AFGHAN President Hamid Karzai yesterday condemned a US-led coalition air strike his government says killed dozens of civilians, most of them women and children.
An Afghan human rights group said that at least 88 people, including 20 women, were killed in a joint operation in the west of the country.
Karzai, lamenting that his efforts to get the US and Nato to prevent civilian casualties had not been succe
ssful, said that the Afghan government would announce "necessary measures" to prevent civilian deaths. He provided no details.
Meanwhile, an Afghan school principal and a police official said Afghan army troops tried to hand out food and clothes to Afghans in Azizabad – the village in the Shindand district of Herat province where the operation took place on Thursday – but villagers started throwing stones at the soldiers, who then fired on the Afghans, wounding up to eight.
US coalition spokeswoman Rumi Nielson-Green said Thursday's operation was led by Afghan National Army commandos, with support from the coalition. Originally the coalition said the battle killed 30 militants, but Nielson-Green said five civilians – two women and three children connected to the militants – were among the dead.
Ahmad Nader Nadery, commissioner of the Afghan Independent Human Rights Commission, said one of the group's researchers visited Azizabad on Friday and found that 88 people had been killed and 25 houses had been damaged, including 15 that were destroyed.
He did not provide a breakdown of how many were civilians or militants.
The interior ministry has said that 76 civilians were killed, including 50 children under the age of 15. Karzai's office said at least 70 civilians died.
But the Afghan ministry of defence said 25 militants and five civilians were killed.
The US coalition said it would investigate the claims of civilian deaths.
"Obviously there are allegations and a disconnect here. The sooner we can get that cleared up and get it official the better off we'll all be," said US coalition spokesman First Lieutenant Nathan Perry. "We had people on the ground."
Ghulam Azrat, director of the middle school in Azizabad, said he collected 60 bodies on Friday morning after the bombing.

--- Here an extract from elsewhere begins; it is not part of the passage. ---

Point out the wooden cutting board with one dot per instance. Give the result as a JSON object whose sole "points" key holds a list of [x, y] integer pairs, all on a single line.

"We put the bodies in the main mosque," he said, pausing to collect himself in between tears. "Most of these dead bodies were children and women. It took all morning to collect them."
Azrat said villagers threw stones at Afghan soldiers who tried to give food and clothes to the villagers yesterday. He said the soldiers fired into the crowd and wounded eight people, including one child critically.
"The people were very angry," he said. "They told the soldiers, 'We don't need your food, we don't need your clothes. We want our children, we want our relatives. Can you give it to us? You cannot, so go away.'"
A spokesman for Afghan police in western Afghanistan, Rauf Ahmadi, confirmed that the demonstration took place, but said the soldiers fired into the air. He said two Afghans were wounded by the gunfire.
The differing death tolls for Thursday's airstrikes were impossible to verify because of the remote and dangerous location of the battle site.
Complicating the matter, Afghan officials have been accused of exaggerating civilian death claims for political payback, to qualify for more compensation money from the US or because of pressure from the Taliban.
The operation was launched after an intelligence report that a Taliban commander, Mullah Siddiq, was inside a compound presiding over a meeting of militants, Azimi said. Siddiq was one of those killed during the raid, Azimi said.
More than 3,400 people – mostly militants – have been killed in insurgency-related violence this year, according to figures from Western and Afghan officials.